MENOPAUSE MAYHEM | Men in drag tackle the classic TV character from ‘The Golden Girls’ in a show almost too racy to produce. (Photo by Mike Morgan)

Director B.J. Cleveland goes from kids to kink with trashy parody

ARNOLD WAYNE JONES  | Life+Style Editor
jones@dallasvoice.com
B.J. Cleveland is gay, and in the theater, so spending every waking hour at Station 4 for the past week shouldn’t seem out of the ordinary. Only he’s having a different kind of fun from what you might expect.
“Very, very odd to be in a bar that’s deserted — it’s like being a kid in a candy store with no money,” he says with a wink. “It’s an empty bar but fully stocked, and you can’t touch a thing.”
By night for the past three weeks, Cleveland has met his cast and crew in the off-hours of the Rose Room, readying the latest camp spectacle from Uptown Players, Thank You for Being a Friend.

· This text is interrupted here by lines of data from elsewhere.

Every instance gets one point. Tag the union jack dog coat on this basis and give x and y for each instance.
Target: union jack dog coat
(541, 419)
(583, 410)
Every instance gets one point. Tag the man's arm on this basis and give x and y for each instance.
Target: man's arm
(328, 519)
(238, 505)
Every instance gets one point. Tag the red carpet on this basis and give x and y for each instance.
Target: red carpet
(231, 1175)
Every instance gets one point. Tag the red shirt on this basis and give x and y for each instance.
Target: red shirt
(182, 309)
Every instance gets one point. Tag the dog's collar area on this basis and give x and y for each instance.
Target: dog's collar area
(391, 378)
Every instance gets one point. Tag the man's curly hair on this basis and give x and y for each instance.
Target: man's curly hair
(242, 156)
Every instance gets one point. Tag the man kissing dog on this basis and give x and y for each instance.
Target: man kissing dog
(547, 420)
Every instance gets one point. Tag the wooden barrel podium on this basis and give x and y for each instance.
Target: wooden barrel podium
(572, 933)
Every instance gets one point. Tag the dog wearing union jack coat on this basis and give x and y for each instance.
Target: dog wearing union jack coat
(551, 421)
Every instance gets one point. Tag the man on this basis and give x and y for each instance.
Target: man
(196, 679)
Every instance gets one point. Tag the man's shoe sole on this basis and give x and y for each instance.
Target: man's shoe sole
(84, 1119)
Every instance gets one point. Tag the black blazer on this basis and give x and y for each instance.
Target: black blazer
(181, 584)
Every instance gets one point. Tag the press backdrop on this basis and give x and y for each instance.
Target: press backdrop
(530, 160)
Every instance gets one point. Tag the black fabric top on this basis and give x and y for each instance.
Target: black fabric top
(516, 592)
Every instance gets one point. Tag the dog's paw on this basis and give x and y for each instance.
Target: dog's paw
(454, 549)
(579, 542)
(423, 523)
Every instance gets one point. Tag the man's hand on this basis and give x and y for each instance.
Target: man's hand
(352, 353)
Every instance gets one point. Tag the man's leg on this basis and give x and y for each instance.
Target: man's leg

Like the company’s two past shows in the same space — The Facts of Life: The Lost Episode and Mommie Queerest — it’s a parody of a gay fave, performed by men in drag: The Golden Girls.
Because it’s an unofficial send-up of the classic sitcom, the names have been tweaked: Rose becomes Roz, Sophia becomes Sophie, etc. But, Cleveland insists, you’ll recognize all the characters and set-ups from the series.
“It takes place in the kitchen just like on the show, until the end where it moves to Shady Pines retirement center where the girls compete against Lance Bass to win a talent contest,” Cleveland says. “It’s basically a goofy 90-minute episode: Lance Bass has moved in next door and is having wild gay orgies. The girls take him a basket of dusty muffins to convince him to keep the noise down,” but things escalate.
Uh-huh.
You won’t just recognize the Golden moments, either — this is a musical, with some original songs and alterations of Broadway standards: There’s some Dreamgirls, Chicago, Gypsy and 9 to 5 thrown in for good measure — even a spoof of Madonna’s “Vogue” video. And all played by men in dresses.
Cleveland almost didn’t do the show. He was asked by producers Jeff Rane and Craig Lynch to read the original script and offer his insights.
“It was a lot raunchier,” he says. “It went just a little too far over the line, and some stuff that really would not work,” especially in a space where TABC has strict rules about what can happen in the presence of alcohol. But a few rewrites later, Cleveland had signed on.
It’s a far cry from his current day job. In addition to his teaching gig, Cleveland is huffing and puffing his way through a Three Little Pigs play at the Dallas Children’s Theater; when he’s done there, he high-tails it to Cedar Springs and the nastiest old ladies this side of Wasilla.
“It’s a chance to blow off steam and be show-trash,” he says. “It’s like uncorking the cheap champagne at night after the children have gone to bed. This is definitely a have-a-cocktail, come-see-a-show-in-a-different-environment theater. The show doesn’t end when the curtain comes down. You’re still at a bar.”
And maybe when the show opens, he’ll get that drink after all.
This article appeared in the Dallas Voice print edition Feb. 11, 2011.